By Benjamin Bingham, CEO of 3 Sisters Sustainable Management.
In the past, the word “scale” did not automatically bring growth to mind. Mostly a noun referring to an instrument that weighed things in the balance (unless you were scaling a mountain perhaps to measure it), the ancient image of the Scales in the constellation of Libra was imprinted in humanities unconscious, and depicted in Egyptian tombs where the soul’s worthiness was weighed against a feather at the end of life. Now “scale” seems to be primarily a verb, meaning to grow without reference to balance at all. Forget about scaling back or scaling down. The phrase “go big or go home!” was called out by a worldly wise panelist as though scaling or size was all that mattered. This was the shout out from the US Agriculture Department for decades, despite the fact that the only farms that are sustainable and increasingly profitable are mostly under 50 acres!
Let’s not lose touch with the insights in Schumacher’s classic, “Small is Beautiful…Economics as if People Mattered.” Scale in this thoughtful set of essays, had to do with context. “Appropriate technology” was the takeaway concept. A huge tractor makes no sense on the small scale organic farms that have proliferated in this country. Less human power and more horsepower fit in on large scale factory farms, but these agri-businesses are often tax write offs for the rich while degrading the soil and polluting the water.
My point is to focus on the word “appropriate. There are many ways to “go big.” Even small scale solutions can go global, can scale to global relevance, and human powered farms and gardens are a great example.
Decades ago I was thinking about scale in terms of building a replicable model for social enterprises. I raised capital for a small non-profit to employ workers with disabilities to build high-end Swiss beds. With grants and a line of credit we were able to convert a barn into a small production facility for the beds. Soon we made $30K worth of beds per month with two very moderately handicapped adults working alongside a master craftsman.
In time I had raised almost a million dollars and was feeling awkward about the small number of special-needs adults who were able to participate. In fact, the business was not sufficiently profitable because of the cost of imported parts. We would need to scale up to one hundred beds a day and make all the parts ourselves to become viable as a business and be self supporting. To raise that kind of capital, we would have needed equity investors in a for-profit business.

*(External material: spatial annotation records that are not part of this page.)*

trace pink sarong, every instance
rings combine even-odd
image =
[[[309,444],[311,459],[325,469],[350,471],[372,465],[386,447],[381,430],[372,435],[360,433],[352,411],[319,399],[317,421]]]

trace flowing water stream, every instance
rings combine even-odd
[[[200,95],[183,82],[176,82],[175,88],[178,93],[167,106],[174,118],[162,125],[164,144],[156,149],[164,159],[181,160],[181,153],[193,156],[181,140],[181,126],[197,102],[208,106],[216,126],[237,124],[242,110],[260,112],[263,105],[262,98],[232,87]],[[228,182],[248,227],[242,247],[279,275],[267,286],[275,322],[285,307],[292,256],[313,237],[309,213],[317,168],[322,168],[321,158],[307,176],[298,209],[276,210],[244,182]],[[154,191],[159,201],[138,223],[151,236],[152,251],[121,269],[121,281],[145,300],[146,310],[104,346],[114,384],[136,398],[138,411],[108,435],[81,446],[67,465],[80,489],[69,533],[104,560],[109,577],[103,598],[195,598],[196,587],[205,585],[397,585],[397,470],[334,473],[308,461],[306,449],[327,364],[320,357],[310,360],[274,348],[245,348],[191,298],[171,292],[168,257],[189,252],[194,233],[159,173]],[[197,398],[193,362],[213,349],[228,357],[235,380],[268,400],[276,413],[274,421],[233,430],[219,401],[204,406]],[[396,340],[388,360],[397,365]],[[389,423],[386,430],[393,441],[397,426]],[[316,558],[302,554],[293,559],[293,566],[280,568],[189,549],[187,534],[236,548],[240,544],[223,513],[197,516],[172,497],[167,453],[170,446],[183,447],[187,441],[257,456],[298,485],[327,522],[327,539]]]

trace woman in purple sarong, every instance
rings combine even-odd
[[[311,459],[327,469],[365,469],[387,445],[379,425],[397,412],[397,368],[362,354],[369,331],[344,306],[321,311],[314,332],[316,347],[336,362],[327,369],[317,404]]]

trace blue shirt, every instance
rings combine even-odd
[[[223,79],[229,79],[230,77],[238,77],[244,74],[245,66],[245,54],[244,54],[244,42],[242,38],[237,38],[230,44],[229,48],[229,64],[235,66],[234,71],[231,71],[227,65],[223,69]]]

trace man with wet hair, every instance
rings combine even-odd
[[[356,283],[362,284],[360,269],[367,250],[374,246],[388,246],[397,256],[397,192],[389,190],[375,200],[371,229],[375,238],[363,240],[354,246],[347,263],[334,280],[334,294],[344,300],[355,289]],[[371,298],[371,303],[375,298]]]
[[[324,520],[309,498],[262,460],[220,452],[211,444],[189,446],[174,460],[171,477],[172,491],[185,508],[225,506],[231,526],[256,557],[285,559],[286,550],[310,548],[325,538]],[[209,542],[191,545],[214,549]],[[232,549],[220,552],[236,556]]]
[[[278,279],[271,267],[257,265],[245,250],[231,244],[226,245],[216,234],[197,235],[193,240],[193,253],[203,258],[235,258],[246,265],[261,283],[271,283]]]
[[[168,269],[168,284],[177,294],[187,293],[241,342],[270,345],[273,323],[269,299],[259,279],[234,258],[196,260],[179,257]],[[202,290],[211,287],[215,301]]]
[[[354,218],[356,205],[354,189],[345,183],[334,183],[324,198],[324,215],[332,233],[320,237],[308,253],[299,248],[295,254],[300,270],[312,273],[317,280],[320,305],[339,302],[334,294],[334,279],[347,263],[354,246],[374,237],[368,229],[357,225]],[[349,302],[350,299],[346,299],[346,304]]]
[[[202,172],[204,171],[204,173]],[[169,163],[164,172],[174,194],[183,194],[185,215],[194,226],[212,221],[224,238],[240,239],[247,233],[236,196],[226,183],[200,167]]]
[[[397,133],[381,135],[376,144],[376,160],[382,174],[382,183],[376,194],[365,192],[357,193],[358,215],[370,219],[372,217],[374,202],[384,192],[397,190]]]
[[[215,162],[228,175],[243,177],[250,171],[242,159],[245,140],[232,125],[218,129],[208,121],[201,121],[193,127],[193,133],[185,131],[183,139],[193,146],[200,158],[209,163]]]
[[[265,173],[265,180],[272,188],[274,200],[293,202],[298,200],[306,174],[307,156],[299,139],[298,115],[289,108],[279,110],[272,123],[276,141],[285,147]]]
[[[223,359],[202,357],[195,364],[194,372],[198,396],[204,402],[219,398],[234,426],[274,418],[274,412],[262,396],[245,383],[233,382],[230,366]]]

In 1982, we did not fully grasp the beauty and potential of a hybrid for-benefit company that could combine for-profit businesses with charitable goals. So instead the factory barn became a cabinetry shop for building our own residences and other buildings for the community. To create more meaningful employment, I began farming with a pitchfork, a truck I bought with my own money, and a scythe. Cows were donated and as a community, we began to build an agricultural enterprise with young people who needed a place to grow and learn.
Over the years, an alternative campus for young people developed. We grew from a pole barn lashed together like a makeshift Buddhist temple to a proper barn; and today the properties have expanded to 400 acres, with many enjoying meaningful work each day or residing full time. Hardly what one would call large scale, but touching many lives and perhaps serving as a model that could scale.

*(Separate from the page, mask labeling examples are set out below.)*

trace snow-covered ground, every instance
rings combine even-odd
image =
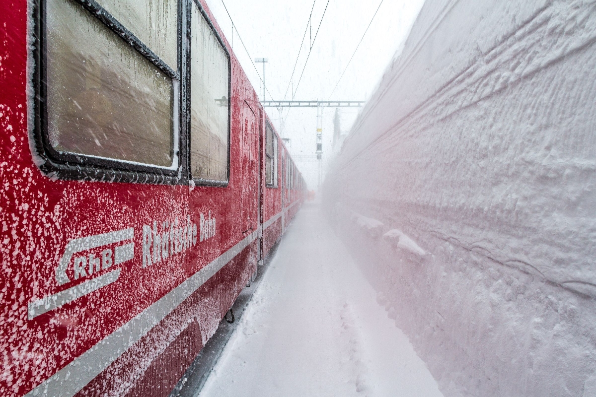
[[[596,1],[427,0],[327,176],[449,396],[596,396]]]
[[[314,204],[296,216],[200,394],[442,395]]]

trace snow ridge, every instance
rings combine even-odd
[[[344,141],[331,222],[446,395],[594,395],[594,0],[427,0]]]

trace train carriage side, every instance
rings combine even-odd
[[[266,113],[263,124],[263,249],[266,258],[300,209],[303,195],[296,190],[295,180],[302,176]]]
[[[1,395],[167,395],[281,211],[204,2],[125,5],[0,4]]]

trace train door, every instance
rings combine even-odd
[[[243,234],[246,236],[259,226],[259,152],[256,116],[245,101],[242,109],[242,131],[240,135],[241,148],[241,173],[240,193],[241,215],[240,221]]]
[[[259,237],[259,248],[257,260],[259,264],[263,264],[263,260],[265,258],[263,246],[263,238],[265,236],[265,112],[262,109],[259,110],[259,120],[260,125],[259,126],[259,226],[260,228],[260,235]]]
[[[285,230],[285,214],[284,209],[285,208],[285,151],[281,151],[281,234]]]

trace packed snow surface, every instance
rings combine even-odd
[[[427,0],[324,192],[446,395],[596,396],[595,0]]]
[[[442,396],[377,299],[306,204],[200,395]]]

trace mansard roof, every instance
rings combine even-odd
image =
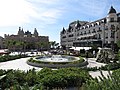
[[[111,14],[111,13],[116,13],[116,10],[113,8],[113,6],[111,6],[110,11],[109,11],[108,14]]]

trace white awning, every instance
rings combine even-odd
[[[70,49],[74,49],[74,50],[80,51],[80,49],[89,50],[89,49],[91,49],[91,47],[72,47]]]

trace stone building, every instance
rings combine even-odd
[[[10,45],[11,43],[11,45]],[[19,27],[17,35],[4,36],[4,47],[10,50],[47,50],[49,49],[49,37],[39,36],[37,29],[34,29],[33,34],[30,31],[24,31]]]
[[[0,36],[0,49],[3,48],[3,37]]]
[[[60,33],[62,47],[111,47],[120,40],[120,13],[111,6],[106,17],[93,22],[75,21]]]

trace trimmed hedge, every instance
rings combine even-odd
[[[10,60],[15,60],[19,58],[24,58],[27,57],[26,55],[5,55],[5,56],[0,56],[0,62],[6,62]]]

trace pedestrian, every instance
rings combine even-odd
[[[93,57],[95,58],[95,50],[93,51]]]
[[[88,61],[88,51],[86,51],[86,60]]]

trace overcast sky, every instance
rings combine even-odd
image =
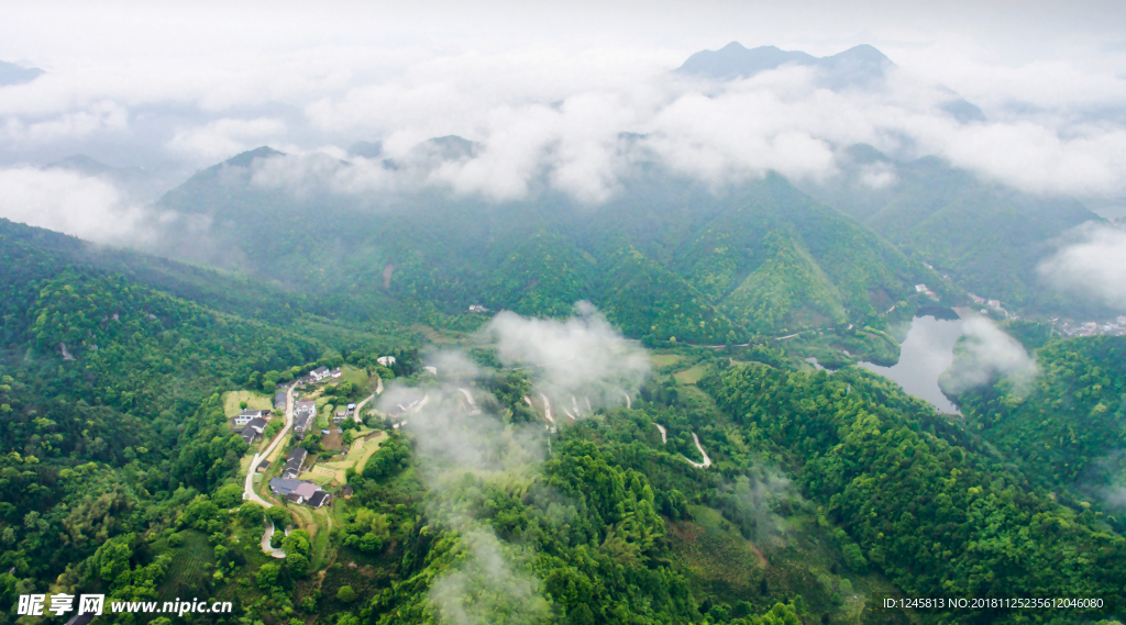
[[[546,172],[598,202],[631,132],[715,182],[832,176],[840,148],[865,142],[1031,192],[1126,194],[1126,3],[915,4],[25,2],[6,7],[0,60],[47,74],[0,88],[0,166],[26,197],[52,188],[18,187],[29,167],[78,153],[171,183],[259,145],[343,156],[382,139],[402,156],[457,134],[485,151],[429,180],[512,198]],[[721,87],[670,78],[732,40],[819,56],[872,44],[900,70],[877,94],[793,69]],[[944,116],[944,87],[989,121]]]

No doubt scalable interventions are happening today in the largest global corporations; and nothing is more relevant than the massive infrastructure projects that are cleaning up brown-fields and waterways, providing green transportation for the masses and improving local and global distribution systems. That is a given. But something new is happening that is making “tiny” beautiful in a way Schumacher may not have envisioned: the scale of tiny transactions proliferating on the internet. Apparently 40% of all internet transactions are under $10, much of it in music. Imagine the power of aggregation in increments of energy savings by millions, or the eventual success of crowd funding the renewal of a neighborhood in tiny increments from locals who care.
An early example of this new trend is Kiva, a site that matches small-scale investors with $25 or more with small micro-entrepreneurs in the “majority” world. Investors can expect to get money back to recycle, but interest does not accrue in the meantime. Nevertheless this site raises millions each month for thousands of entrepreneurs.
Many socially minded investors are quite content with the relatively low returns offered by such non-profits, however this concessionary lending is not appropriate on a large scale for retirement plans, because it will not generate interest for retirees’ future.
To scale the capitalization of profitable enterprises that can support the future, we need a user-friendly website with interactive learning and global crowd sourcing of the most beneficial initiatives, searchable by geography and sector including a network of vetted due diligence experts. This will scale impact.